Dear All
We created an erasure coded pool with k=4 m=2 with failure-domain=host but have
only 6 osd nodes.
Is that correct that recovery will be forbidden by the crush rule if a node is
down?
After rebooting all nodes we noticed that the recovery was slow, maybe half an
hour, but all pools are currently empty (new install).
This is odd...
Can it be related to the k+m being equal to the number of nodes? (4+2=6)
step set_choose_tries 100 was already in the EC crush rule.
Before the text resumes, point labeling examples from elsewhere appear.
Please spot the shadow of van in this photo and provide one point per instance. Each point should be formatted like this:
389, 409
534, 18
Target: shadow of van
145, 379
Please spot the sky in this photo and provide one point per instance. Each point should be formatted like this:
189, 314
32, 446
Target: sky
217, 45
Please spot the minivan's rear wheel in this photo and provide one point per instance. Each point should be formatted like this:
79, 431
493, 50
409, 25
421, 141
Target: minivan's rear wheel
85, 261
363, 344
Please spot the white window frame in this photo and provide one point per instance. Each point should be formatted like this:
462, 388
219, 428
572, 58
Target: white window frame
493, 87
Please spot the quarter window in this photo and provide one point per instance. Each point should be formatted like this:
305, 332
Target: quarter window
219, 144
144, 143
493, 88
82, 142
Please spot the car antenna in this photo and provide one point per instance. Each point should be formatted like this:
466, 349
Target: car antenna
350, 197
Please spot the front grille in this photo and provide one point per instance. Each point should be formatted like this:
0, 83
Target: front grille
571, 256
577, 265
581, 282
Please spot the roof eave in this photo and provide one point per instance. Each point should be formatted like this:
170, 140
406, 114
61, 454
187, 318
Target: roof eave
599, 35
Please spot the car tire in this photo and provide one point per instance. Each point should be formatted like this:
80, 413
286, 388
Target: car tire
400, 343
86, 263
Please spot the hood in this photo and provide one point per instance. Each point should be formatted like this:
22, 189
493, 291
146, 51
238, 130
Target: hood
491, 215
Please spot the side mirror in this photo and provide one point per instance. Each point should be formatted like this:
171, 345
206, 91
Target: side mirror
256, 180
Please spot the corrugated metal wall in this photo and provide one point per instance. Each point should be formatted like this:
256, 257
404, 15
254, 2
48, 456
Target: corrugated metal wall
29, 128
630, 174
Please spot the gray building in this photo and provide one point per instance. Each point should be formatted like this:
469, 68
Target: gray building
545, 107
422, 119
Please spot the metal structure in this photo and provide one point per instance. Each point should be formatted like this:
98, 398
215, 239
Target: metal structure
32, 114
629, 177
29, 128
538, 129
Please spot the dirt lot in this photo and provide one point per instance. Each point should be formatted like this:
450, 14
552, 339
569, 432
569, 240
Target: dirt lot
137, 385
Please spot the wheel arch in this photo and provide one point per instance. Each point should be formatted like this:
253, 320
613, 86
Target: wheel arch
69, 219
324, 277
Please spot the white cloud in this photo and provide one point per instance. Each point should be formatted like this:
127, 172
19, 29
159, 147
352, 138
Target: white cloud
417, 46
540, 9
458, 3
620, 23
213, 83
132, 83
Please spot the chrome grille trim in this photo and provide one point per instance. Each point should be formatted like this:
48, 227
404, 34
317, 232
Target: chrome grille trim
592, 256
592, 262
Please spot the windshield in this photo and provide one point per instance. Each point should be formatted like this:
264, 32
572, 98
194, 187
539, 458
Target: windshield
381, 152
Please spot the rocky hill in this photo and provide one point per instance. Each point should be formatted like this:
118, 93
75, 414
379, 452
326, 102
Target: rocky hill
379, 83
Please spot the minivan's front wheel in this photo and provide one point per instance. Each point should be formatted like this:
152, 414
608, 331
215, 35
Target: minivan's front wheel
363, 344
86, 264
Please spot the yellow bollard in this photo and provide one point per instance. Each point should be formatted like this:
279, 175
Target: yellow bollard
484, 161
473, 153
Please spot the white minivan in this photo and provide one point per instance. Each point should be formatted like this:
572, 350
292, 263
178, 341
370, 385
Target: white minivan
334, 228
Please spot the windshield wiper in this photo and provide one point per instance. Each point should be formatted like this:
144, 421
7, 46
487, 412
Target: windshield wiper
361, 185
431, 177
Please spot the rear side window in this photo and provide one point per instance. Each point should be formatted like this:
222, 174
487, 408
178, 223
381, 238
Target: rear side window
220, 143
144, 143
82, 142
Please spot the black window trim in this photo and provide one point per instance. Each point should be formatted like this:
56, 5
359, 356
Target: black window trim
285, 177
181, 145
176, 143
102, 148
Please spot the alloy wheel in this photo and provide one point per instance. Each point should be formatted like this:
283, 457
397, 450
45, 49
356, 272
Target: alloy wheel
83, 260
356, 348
rule ewos1-prod_cinder_ec {
id 2
type erasure
min_size 3
max_size 6
step set_chooseleaf_tries 5
step set_choose_tries 100
step take default class nvme
step chooseleaf indep 0 type host
step emit
}
ceph osd erasure-code-profile set ec42 k=4 m=2 crush-root=default
crush-failure-domain=host crush-device-class=nvme
ceph osd pool create ewos1-prod_cinder_ec 256 256 erasure ec42
ceph version 12.2.10-543-gfc6f0c7299 (fc6f0c7299e3442e8a0ab83260849a6249ce7b5f)
luminous (stable)
cluster:
id: b5e30221-a214-353c-b66b-8c37b4349123
health: HEALTH_WARN
noout flag(s) set
Reduced data availability: 125 pgs inactive, 32 pgs peering
services:
mon: 3 daemons, quorum ewos1-osd1-prod,ewos1-osd3-prod,ewos1-osd5-prod
mgr: ewos1-osd5-prod(active), standbys: ewos1-osd3-prod, ewos1-osd1-prod
osd: 24 osds: 24 up, 24 in
flags noout
data:
pools: 4 pools, 1600 pgs
objects: 0 objects, 0B
usage: 24.3GiB used, 43.6TiB / 43.7TiB avail
pgs: 7.812% pgs not active
1475 active+clean
93 activating
32 peering
Which k&m values are preferred on 6 nodes?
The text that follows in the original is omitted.